Jewish? Jewish? Jewish?

Jew? Not A Jew?     by David Holzel

The name game goes on.

I don’t have cable, so it took me a while to realize that Jon Stewart is Jewish. It’s obvious if you watch him perform, but how was I supposed to know? I watch TV the way God meant us to–by fetching broadcast signals from the air with antennae.

So what conclusion is one to jump to when one learns that Jon Stewart graduated from William and Mary College, that ancient bastion of Virginia planter aristocracy?

And then there is his surname. Stewarts have a long history of not being Jewish. Rod Stewart. Not a Jew. Martha Stewart. Not a Jew. Jimmy Stewart. Not a Jew. Mary Stuart, Queen of Scots. Not a Jew. Stuart Little. Not a Jew.

It turns out that, in the old showbiz tradition, Jon Stewart started out life as Jonathan Stewart Leibovitz and, to save himself some trouble, lopped off a few syllables of his name, including his entire last name.

In the old days of the American melting pot, Jewish performers regularly changed their names to make them sound more “American”–or at least Irish. The Marx Brothers’ uncle Al Schoenberg was part of a vaudeville team called Gallagher and Shean. (Ironically, the Marx brothers all changed their first names, but not their last names.)

Similarly, Irwin Kniberg became Alan King. Joseph Gottlieb became Joey Bishop. It was like a damned Jewish chessboard for a while.


Nowadays it seems that everyone
who is or was ever famous is gay. But once, everyone you ever heard of was a Jew, whether the public knew it or not. That’s when knowing a celebrity’s “real” name became one of the pillars of American-Jewish literacy.

Jack Benny was Benjamin Kubelsky. George Burns was Nathan Birnbaum. Mel Brooks was Melvin Kaminsky. Lenny Bruce was Leonard Alfred Schneider. Woody Allen was Allen Stewart Konigsberg–which might make him a relation of Jon Stewart, I’m not sure.

We often chide these people for throwing off their Jewish mantle. Had they no pride? What’s wrong with the name Fyvush Finkel anyway? Two thousand years of Jewish suffering, the expulsions, the pogroms, the Cossacks and all those feathers blowing from torn pillows around the Pale of Settlement ... and Mendel Berlinger wasn’t a good enough name for Milton Berle?

It’s only recently that we’ve learned the price these Jews had to pay for rejiggering their identities. Bob Dylan relates in his memoir, Chronicles Volume 1, that he had grown up being called either Robert or Bobby Zimmerman.

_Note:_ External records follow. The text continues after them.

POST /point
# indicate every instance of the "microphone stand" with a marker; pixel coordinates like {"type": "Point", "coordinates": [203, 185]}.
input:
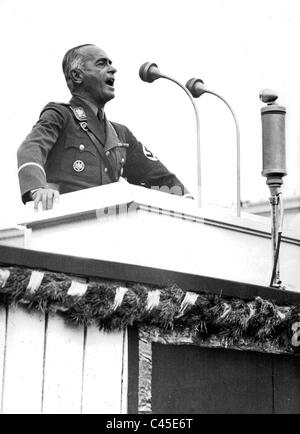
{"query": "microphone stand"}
{"type": "Point", "coordinates": [199, 178]}
{"type": "Point", "coordinates": [238, 152]}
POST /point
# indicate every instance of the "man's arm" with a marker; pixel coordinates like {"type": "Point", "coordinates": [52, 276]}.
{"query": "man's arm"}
{"type": "Point", "coordinates": [143, 168]}
{"type": "Point", "coordinates": [32, 155]}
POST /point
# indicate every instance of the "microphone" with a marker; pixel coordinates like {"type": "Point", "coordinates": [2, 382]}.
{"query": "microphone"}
{"type": "Point", "coordinates": [197, 88]}
{"type": "Point", "coordinates": [149, 72]}
{"type": "Point", "coordinates": [274, 169]}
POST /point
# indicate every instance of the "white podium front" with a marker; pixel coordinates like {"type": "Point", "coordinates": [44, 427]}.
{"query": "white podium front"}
{"type": "Point", "coordinates": [134, 225]}
{"type": "Point", "coordinates": [80, 369]}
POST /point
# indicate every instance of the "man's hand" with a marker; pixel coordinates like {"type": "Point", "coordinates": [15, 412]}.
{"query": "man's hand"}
{"type": "Point", "coordinates": [47, 196]}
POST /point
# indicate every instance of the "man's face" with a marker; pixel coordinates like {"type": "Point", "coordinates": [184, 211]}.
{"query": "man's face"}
{"type": "Point", "coordinates": [97, 76]}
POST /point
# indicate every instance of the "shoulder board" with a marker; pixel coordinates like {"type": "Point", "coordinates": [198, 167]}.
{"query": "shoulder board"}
{"type": "Point", "coordinates": [57, 106]}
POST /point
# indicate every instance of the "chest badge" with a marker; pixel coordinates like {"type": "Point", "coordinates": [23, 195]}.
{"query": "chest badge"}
{"type": "Point", "coordinates": [79, 113]}
{"type": "Point", "coordinates": [78, 166]}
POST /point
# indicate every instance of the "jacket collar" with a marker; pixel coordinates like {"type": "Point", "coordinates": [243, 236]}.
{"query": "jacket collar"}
{"type": "Point", "coordinates": [92, 120]}
{"type": "Point", "coordinates": [111, 140]}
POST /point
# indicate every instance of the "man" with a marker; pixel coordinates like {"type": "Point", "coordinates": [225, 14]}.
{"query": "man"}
{"type": "Point", "coordinates": [73, 146]}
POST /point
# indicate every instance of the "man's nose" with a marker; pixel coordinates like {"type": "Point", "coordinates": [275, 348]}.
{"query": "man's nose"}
{"type": "Point", "coordinates": [112, 69]}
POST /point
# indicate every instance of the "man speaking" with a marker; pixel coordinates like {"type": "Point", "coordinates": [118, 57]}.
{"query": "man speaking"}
{"type": "Point", "coordinates": [73, 146]}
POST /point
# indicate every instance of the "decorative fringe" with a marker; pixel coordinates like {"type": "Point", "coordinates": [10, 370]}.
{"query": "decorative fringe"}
{"type": "Point", "coordinates": [112, 307]}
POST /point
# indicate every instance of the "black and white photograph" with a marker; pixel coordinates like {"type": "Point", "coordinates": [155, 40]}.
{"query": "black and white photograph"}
{"type": "Point", "coordinates": [150, 210]}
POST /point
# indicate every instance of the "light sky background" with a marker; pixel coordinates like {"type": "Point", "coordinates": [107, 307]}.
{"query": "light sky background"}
{"type": "Point", "coordinates": [237, 47]}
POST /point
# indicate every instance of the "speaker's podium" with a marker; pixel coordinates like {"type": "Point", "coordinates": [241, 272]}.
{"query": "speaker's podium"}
{"type": "Point", "coordinates": [134, 300]}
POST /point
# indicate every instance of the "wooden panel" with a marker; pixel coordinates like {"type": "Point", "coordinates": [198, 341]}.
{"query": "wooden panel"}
{"type": "Point", "coordinates": [24, 363]}
{"type": "Point", "coordinates": [63, 368]}
{"type": "Point", "coordinates": [286, 385]}
{"type": "Point", "coordinates": [2, 349]}
{"type": "Point", "coordinates": [192, 380]}
{"type": "Point", "coordinates": [102, 384]}
{"type": "Point", "coordinates": [133, 370]}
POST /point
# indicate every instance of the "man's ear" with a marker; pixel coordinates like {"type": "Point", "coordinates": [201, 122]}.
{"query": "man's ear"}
{"type": "Point", "coordinates": [76, 75]}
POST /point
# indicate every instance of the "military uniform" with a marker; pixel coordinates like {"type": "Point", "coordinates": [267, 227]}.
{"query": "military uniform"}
{"type": "Point", "coordinates": [60, 151]}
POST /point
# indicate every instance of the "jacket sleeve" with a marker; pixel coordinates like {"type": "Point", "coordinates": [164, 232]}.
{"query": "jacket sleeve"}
{"type": "Point", "coordinates": [33, 152]}
{"type": "Point", "coordinates": [143, 168]}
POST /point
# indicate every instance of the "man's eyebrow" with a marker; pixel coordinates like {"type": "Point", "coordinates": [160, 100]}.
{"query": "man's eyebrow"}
{"type": "Point", "coordinates": [101, 59]}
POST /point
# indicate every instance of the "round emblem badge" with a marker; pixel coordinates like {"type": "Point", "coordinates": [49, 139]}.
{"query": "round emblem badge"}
{"type": "Point", "coordinates": [78, 166]}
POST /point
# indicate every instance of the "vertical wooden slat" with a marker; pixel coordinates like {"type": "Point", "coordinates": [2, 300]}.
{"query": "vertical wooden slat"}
{"type": "Point", "coordinates": [103, 371]}
{"type": "Point", "coordinates": [63, 368]}
{"type": "Point", "coordinates": [124, 379]}
{"type": "Point", "coordinates": [2, 349]}
{"type": "Point", "coordinates": [24, 362]}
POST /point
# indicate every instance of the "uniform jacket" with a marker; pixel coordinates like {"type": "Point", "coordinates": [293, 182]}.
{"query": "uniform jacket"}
{"type": "Point", "coordinates": [58, 151]}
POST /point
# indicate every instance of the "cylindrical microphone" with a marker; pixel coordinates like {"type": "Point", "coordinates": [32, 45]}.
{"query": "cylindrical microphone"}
{"type": "Point", "coordinates": [273, 139]}
{"type": "Point", "coordinates": [149, 72]}
{"type": "Point", "coordinates": [196, 87]}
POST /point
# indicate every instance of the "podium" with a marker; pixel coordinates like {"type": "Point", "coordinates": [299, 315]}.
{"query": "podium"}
{"type": "Point", "coordinates": [131, 234]}
{"type": "Point", "coordinates": [124, 223]}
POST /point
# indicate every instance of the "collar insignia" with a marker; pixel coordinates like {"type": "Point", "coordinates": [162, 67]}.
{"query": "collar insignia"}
{"type": "Point", "coordinates": [79, 113]}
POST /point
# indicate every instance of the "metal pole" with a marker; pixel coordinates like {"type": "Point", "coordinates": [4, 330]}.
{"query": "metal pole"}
{"type": "Point", "coordinates": [199, 172]}
{"type": "Point", "coordinates": [238, 154]}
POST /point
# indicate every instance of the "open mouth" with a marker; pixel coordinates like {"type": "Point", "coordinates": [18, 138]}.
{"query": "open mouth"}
{"type": "Point", "coordinates": [110, 82]}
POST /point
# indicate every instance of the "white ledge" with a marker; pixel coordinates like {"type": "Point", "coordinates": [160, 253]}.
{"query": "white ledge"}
{"type": "Point", "coordinates": [84, 203]}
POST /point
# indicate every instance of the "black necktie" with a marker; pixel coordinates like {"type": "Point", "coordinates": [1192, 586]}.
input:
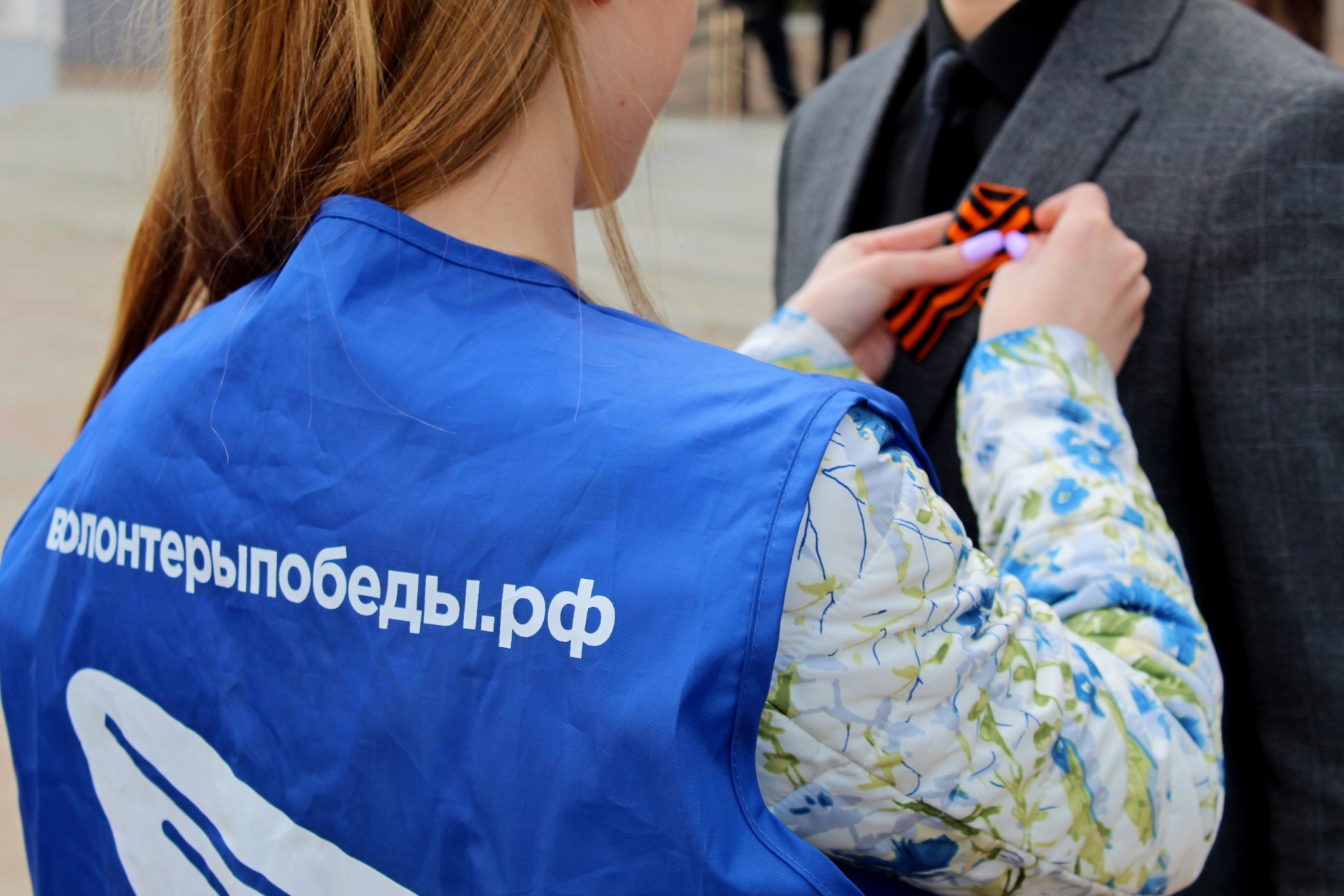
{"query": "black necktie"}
{"type": "Point", "coordinates": [937, 99]}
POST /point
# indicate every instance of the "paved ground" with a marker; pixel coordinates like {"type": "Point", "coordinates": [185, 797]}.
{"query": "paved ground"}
{"type": "Point", "coordinates": [73, 178]}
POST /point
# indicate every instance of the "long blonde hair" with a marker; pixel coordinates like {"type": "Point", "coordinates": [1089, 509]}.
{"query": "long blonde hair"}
{"type": "Point", "coordinates": [281, 105]}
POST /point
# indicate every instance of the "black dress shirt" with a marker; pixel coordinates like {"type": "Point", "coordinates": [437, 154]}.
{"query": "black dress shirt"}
{"type": "Point", "coordinates": [1002, 62]}
{"type": "Point", "coordinates": [1000, 65]}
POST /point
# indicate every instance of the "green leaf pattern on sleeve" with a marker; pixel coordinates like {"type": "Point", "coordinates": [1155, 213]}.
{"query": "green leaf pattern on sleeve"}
{"type": "Point", "coordinates": [1041, 718]}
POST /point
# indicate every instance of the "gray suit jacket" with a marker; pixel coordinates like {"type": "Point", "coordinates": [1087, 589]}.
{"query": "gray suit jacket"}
{"type": "Point", "coordinates": [1221, 143]}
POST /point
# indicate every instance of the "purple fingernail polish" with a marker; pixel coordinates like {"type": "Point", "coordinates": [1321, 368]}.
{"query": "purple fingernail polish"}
{"type": "Point", "coordinates": [983, 246]}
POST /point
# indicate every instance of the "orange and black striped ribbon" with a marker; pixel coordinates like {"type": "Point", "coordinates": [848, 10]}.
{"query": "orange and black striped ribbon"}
{"type": "Point", "coordinates": [920, 317]}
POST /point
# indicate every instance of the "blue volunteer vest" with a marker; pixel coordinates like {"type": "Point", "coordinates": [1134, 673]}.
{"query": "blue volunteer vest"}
{"type": "Point", "coordinates": [405, 570]}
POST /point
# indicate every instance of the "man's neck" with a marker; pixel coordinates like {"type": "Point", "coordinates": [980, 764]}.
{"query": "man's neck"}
{"type": "Point", "coordinates": [972, 16]}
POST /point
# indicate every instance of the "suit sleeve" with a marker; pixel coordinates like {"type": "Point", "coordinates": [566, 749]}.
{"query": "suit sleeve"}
{"type": "Point", "coordinates": [1265, 362]}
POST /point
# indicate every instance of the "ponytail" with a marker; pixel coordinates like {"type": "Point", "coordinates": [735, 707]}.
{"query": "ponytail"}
{"type": "Point", "coordinates": [279, 106]}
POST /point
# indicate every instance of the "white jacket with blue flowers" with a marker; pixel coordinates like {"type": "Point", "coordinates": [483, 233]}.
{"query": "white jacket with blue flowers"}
{"type": "Point", "coordinates": [1041, 715]}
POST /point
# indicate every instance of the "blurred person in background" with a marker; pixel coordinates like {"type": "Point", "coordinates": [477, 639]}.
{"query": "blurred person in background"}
{"type": "Point", "coordinates": [838, 16]}
{"type": "Point", "coordinates": [1221, 141]}
{"type": "Point", "coordinates": [764, 20]}
{"type": "Point", "coordinates": [386, 562]}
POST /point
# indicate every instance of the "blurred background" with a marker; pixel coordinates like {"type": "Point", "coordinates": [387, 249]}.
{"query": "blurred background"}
{"type": "Point", "coordinates": [83, 115]}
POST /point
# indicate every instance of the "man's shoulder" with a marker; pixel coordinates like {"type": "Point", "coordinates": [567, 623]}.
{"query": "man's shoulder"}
{"type": "Point", "coordinates": [1222, 46]}
{"type": "Point", "coordinates": [851, 89]}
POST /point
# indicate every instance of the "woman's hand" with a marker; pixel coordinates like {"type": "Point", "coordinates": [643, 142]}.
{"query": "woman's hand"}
{"type": "Point", "coordinates": [863, 274]}
{"type": "Point", "coordinates": [1084, 274]}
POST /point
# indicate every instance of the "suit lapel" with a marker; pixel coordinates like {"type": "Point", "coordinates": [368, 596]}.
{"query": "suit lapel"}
{"type": "Point", "coordinates": [1058, 134]}
{"type": "Point", "coordinates": [851, 144]}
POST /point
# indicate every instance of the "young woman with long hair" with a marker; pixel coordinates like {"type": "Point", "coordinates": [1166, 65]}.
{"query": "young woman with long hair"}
{"type": "Point", "coordinates": [386, 562]}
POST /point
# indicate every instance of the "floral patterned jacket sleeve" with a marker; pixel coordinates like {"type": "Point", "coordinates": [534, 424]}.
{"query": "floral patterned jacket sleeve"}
{"type": "Point", "coordinates": [1041, 716]}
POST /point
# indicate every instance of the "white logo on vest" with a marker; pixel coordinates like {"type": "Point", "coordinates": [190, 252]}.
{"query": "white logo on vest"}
{"type": "Point", "coordinates": [163, 788]}
{"type": "Point", "coordinates": [207, 564]}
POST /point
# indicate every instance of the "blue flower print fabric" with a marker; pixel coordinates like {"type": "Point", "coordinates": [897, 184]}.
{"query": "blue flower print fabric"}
{"type": "Point", "coordinates": [1041, 715]}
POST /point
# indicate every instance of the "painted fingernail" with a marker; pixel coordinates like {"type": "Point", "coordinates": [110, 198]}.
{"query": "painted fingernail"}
{"type": "Point", "coordinates": [1016, 245]}
{"type": "Point", "coordinates": [983, 246]}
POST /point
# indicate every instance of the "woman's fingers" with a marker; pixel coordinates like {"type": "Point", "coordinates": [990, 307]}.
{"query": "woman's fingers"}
{"type": "Point", "coordinates": [901, 272]}
{"type": "Point", "coordinates": [1078, 198]}
{"type": "Point", "coordinates": [925, 232]}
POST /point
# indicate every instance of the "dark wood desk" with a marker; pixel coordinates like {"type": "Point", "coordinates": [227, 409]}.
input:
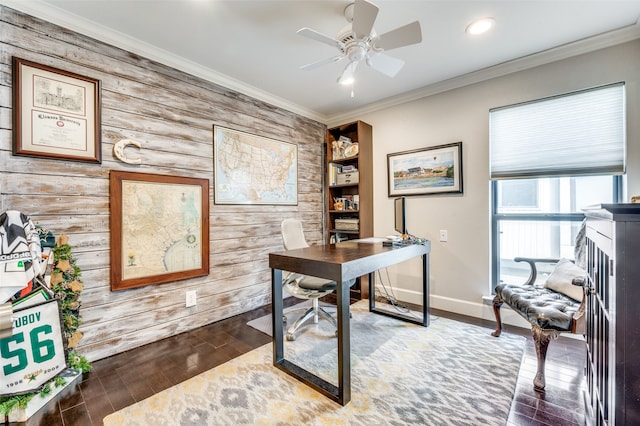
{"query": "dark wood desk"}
{"type": "Point", "coordinates": [339, 262]}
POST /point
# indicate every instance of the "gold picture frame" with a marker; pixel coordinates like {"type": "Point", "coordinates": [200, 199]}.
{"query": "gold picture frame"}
{"type": "Point", "coordinates": [56, 113]}
{"type": "Point", "coordinates": [159, 228]}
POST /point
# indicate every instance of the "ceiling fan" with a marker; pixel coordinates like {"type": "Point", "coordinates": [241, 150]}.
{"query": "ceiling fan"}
{"type": "Point", "coordinates": [358, 42]}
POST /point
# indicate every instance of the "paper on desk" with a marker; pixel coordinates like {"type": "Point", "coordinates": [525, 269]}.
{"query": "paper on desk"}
{"type": "Point", "coordinates": [370, 240]}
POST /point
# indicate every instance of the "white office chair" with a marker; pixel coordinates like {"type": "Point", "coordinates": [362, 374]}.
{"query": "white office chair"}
{"type": "Point", "coordinates": [302, 286]}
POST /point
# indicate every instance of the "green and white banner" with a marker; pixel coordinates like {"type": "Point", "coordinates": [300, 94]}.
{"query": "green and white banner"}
{"type": "Point", "coordinates": [35, 353]}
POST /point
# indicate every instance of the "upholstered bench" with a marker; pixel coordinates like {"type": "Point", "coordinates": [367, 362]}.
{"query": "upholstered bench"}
{"type": "Point", "coordinates": [556, 307]}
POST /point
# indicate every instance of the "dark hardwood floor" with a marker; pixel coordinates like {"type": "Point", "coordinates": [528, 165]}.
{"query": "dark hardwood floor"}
{"type": "Point", "coordinates": [123, 379]}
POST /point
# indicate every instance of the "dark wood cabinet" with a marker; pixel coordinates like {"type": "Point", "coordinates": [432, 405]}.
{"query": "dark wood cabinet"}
{"type": "Point", "coordinates": [349, 187]}
{"type": "Point", "coordinates": [612, 395]}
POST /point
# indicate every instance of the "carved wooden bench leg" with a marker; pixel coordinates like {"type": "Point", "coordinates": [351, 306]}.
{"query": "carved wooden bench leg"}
{"type": "Point", "coordinates": [497, 303]}
{"type": "Point", "coordinates": [541, 339]}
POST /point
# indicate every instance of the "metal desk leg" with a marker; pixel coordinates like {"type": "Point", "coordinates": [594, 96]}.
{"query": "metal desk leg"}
{"type": "Point", "coordinates": [340, 393]}
{"type": "Point", "coordinates": [425, 290]}
{"type": "Point", "coordinates": [344, 344]}
{"type": "Point", "coordinates": [277, 312]}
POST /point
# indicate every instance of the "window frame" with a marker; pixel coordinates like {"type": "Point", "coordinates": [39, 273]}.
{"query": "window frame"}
{"type": "Point", "coordinates": [496, 217]}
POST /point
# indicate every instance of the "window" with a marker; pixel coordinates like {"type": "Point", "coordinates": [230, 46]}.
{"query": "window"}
{"type": "Point", "coordinates": [551, 158]}
{"type": "Point", "coordinates": [540, 218]}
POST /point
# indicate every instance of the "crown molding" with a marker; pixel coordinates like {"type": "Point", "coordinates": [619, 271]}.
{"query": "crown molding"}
{"type": "Point", "coordinates": [565, 51]}
{"type": "Point", "coordinates": [57, 16]}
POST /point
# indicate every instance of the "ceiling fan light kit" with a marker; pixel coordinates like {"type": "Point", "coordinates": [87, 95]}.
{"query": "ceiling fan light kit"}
{"type": "Point", "coordinates": [358, 42]}
{"type": "Point", "coordinates": [480, 26]}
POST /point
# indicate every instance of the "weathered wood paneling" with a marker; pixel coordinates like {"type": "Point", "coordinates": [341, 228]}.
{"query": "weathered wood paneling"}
{"type": "Point", "coordinates": [172, 114]}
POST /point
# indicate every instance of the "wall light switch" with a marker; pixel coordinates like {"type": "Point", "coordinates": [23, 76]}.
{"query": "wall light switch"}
{"type": "Point", "coordinates": [191, 298]}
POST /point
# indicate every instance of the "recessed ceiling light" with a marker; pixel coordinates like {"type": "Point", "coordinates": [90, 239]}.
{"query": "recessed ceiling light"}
{"type": "Point", "coordinates": [480, 26]}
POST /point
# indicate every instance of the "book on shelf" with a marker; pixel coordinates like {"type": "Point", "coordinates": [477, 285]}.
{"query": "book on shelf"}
{"type": "Point", "coordinates": [334, 169]}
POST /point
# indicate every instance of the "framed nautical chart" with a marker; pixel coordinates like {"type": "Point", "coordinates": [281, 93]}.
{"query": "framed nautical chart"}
{"type": "Point", "coordinates": [159, 228]}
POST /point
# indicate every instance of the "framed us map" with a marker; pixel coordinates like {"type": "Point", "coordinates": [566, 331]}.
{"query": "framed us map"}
{"type": "Point", "coordinates": [252, 169]}
{"type": "Point", "coordinates": [159, 228]}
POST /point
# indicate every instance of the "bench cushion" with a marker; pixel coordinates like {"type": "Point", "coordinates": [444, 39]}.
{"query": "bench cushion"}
{"type": "Point", "coordinates": [541, 306]}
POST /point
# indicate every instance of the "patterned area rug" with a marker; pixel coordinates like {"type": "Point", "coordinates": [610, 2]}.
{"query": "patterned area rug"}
{"type": "Point", "coordinates": [450, 373]}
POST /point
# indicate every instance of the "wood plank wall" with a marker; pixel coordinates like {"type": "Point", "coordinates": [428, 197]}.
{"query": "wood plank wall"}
{"type": "Point", "coordinates": [172, 114]}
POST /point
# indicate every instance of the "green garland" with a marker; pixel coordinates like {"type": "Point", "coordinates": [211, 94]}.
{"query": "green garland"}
{"type": "Point", "coordinates": [67, 288]}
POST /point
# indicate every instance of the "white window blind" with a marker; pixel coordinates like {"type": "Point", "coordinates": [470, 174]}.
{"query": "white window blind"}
{"type": "Point", "coordinates": [581, 133]}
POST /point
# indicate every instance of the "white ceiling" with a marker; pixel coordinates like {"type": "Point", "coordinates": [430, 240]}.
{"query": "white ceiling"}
{"type": "Point", "coordinates": [252, 46]}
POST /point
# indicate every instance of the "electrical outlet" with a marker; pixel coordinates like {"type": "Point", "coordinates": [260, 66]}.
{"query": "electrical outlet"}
{"type": "Point", "coordinates": [191, 298]}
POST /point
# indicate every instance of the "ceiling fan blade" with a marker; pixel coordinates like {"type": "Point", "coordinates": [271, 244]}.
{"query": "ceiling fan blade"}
{"type": "Point", "coordinates": [402, 36]}
{"type": "Point", "coordinates": [317, 64]}
{"type": "Point", "coordinates": [322, 38]}
{"type": "Point", "coordinates": [348, 74]}
{"type": "Point", "coordinates": [364, 15]}
{"type": "Point", "coordinates": [385, 64]}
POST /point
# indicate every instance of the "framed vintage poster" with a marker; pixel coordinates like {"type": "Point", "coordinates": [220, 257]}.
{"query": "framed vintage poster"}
{"type": "Point", "coordinates": [252, 169]}
{"type": "Point", "coordinates": [56, 114]}
{"type": "Point", "coordinates": [425, 171]}
{"type": "Point", "coordinates": [159, 228]}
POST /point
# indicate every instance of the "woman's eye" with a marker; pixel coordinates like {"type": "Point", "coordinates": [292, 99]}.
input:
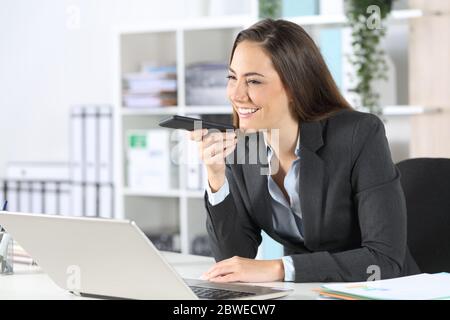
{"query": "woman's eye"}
{"type": "Point", "coordinates": [253, 82]}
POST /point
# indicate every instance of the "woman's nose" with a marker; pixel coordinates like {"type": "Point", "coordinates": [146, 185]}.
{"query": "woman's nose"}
{"type": "Point", "coordinates": [239, 91]}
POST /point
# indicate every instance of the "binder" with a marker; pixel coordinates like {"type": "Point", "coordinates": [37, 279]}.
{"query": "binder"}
{"type": "Point", "coordinates": [12, 196]}
{"type": "Point", "coordinates": [105, 164]}
{"type": "Point", "coordinates": [91, 161]}
{"type": "Point", "coordinates": [148, 155]}
{"type": "Point", "coordinates": [24, 194]}
{"type": "Point", "coordinates": [106, 209]}
{"type": "Point", "coordinates": [36, 193]}
{"type": "Point", "coordinates": [105, 145]}
{"type": "Point", "coordinates": [65, 199]}
{"type": "Point", "coordinates": [77, 156]}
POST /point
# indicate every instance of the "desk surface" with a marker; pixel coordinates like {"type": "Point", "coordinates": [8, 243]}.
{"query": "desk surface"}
{"type": "Point", "coordinates": [32, 283]}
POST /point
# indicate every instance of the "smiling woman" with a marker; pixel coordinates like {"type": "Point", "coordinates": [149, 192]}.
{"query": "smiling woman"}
{"type": "Point", "coordinates": [334, 200]}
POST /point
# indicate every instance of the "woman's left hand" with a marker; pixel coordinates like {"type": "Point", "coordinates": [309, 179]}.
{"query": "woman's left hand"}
{"type": "Point", "coordinates": [245, 270]}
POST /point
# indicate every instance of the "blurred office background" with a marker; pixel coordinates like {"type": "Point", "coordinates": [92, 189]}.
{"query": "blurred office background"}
{"type": "Point", "coordinates": [84, 83]}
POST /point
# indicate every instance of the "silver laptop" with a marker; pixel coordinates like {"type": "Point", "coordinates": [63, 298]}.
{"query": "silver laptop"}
{"type": "Point", "coordinates": [112, 258]}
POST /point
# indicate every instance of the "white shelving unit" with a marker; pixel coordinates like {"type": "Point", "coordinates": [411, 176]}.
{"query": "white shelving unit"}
{"type": "Point", "coordinates": [183, 43]}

Neither of those worked with the name Dylan. It had to be Bob. Trouble was, nobody had ever called him Bob, and it took him a long time before someone shouting Bob down a Greenwich Village street got the nascent voice of his generation’s attention.


We’re so multicultural now, an Ashkenazi surname barely registers a blip.



Some of this name changing had to do with creating a snappier sound, or something that would look good on the marquee. It was often more of a showbiz thing than a Jewish one. A green performer often had no choice, working at the behest of management, the studio or the record label. Thus John Couger. Cat Stevens. Marilyn Monroe. It’s enough to make you want to change your name to Yusuf Islam in retaliation.

The person now most intertwined with the Marilyn Monroe, Elton John, changed his name from Reg Dwight. When he was knighted, it was as Sir Elton. Does this mean poor old Reg is still a commoner?

The exception that proves the rule
of simplicity is the late, lamented Rodney Dangerfield. Starting life as Jacob Cohen, he switched to the snappier Jack Roy when he launched his unsuccessful first stab at a comedy career. For his midlife showbiz comeback, he wanted to reinvent himself. The story goes that he asked the emcee to not introduce him as Jack Roy. When it was the comedian’s turn on stage, the emcee announced, “Please welcome Rodney Dangerfield.” After his set, the newly, er, christened comedian asked why on earth did he pick the name Rodney Dangerfield? The emcee said simply that it was the first name that popped into his head.

I had always thought this name-changing business was the shtuyot of the immigrant generation. We’re so multicultural now, an Ashkenazi moniker barely registers a blip among names like Condoleezza Rice, Jake Gyllenhall, Chloë Sevigny or David Hasselhoff. Would Jerry Seinfeld have been more successful if he had changed his name and that of his character to Jay Sign? (Then there’s the counter-example of Jason “Greenspan” Alexander.)

But it persists. Selma Blair began life with a Beitner at the end of her name. Natalie Portman's real name is protected by the Mossad, apparently.

So what is so wrong with Jon Leibowitz? It couldn’t have been any tougher to handle than Arnold Schwarzenegger. (Al Black? Jack Black?)

It makes me wonder who Marvin Hamlisch was before he changed his name.